Performance improvements + interned identifiers

(Vanessa McHale) #1

I wanted performance improvements to Dhall for my own improvements (a 3000-line file admittedly), but with the intention to create a Dhall language server I think this might become more important - being able to normalize expressions within the editor would be really cool.

One of the notable areas for improvement is interning identifiers prior to doing anything with typechecking or normalization. Basically, this would entail creating an IntMap storing the user’s identifiers (stored as `Text); then comparisons between identifiers would be much faster - since compilers contain many such comparisons it would hopefully improve performance of normalization a good deal.

I don’t quite have the time to implement this now (though I may be interested in implementing it in the future) but I figured I’d ask: is there any interest in interning identifiers in the Haskell implementation? It would be a big project so I would want buy-in from those who would be reviewing a future pull request.
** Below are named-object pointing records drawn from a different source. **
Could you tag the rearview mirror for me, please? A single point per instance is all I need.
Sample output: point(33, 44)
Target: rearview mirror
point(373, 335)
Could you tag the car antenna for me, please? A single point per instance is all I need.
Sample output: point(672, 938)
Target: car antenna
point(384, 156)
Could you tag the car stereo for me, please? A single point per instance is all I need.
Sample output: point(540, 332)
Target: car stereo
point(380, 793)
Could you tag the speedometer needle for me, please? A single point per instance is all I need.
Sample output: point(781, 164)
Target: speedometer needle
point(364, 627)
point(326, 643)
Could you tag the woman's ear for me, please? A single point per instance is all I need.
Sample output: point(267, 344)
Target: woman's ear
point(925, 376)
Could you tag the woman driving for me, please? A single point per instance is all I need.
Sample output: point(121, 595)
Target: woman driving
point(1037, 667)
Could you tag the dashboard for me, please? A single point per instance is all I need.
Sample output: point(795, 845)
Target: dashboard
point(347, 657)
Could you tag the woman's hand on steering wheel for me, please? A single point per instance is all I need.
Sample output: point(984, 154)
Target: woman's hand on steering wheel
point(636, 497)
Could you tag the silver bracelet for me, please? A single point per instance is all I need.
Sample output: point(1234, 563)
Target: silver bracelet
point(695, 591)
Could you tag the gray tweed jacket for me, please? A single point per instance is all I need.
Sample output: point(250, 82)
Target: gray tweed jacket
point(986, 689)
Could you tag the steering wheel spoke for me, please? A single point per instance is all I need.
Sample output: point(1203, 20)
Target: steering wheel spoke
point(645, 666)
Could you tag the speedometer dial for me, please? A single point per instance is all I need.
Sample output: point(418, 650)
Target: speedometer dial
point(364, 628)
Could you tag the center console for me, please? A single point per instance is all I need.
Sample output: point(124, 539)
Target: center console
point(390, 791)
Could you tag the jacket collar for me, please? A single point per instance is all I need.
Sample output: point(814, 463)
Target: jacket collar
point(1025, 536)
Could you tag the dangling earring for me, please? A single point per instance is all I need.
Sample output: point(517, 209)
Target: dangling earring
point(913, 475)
In regard to Dhall language server, the question that concerns me a lot is the size of the dhall programs that people use. Since dhall being used mostly for templating, the size of resulting dhall program with all imports inlined could be huge. What is worse I think even the sheer byte size of type info can be quite large. This might be “OK” in a command mode, but a LSP server must run continuously, can have multiple files open, and on top of that it is preferrable to have large number of intermediate caches, to speed up compilation (I think user would expect at least <1s delay). And refactoring support or type hints or advanced goto definition are totally dependant on LSP having complete type-checked AST in memory.

So from my standpoint this issue is extremely relevant. I don’t know, but maybe with quick normalization we might be able to cache not only simple things like strings in compiler but entire sub-expressions which sounds a pretty cool thing.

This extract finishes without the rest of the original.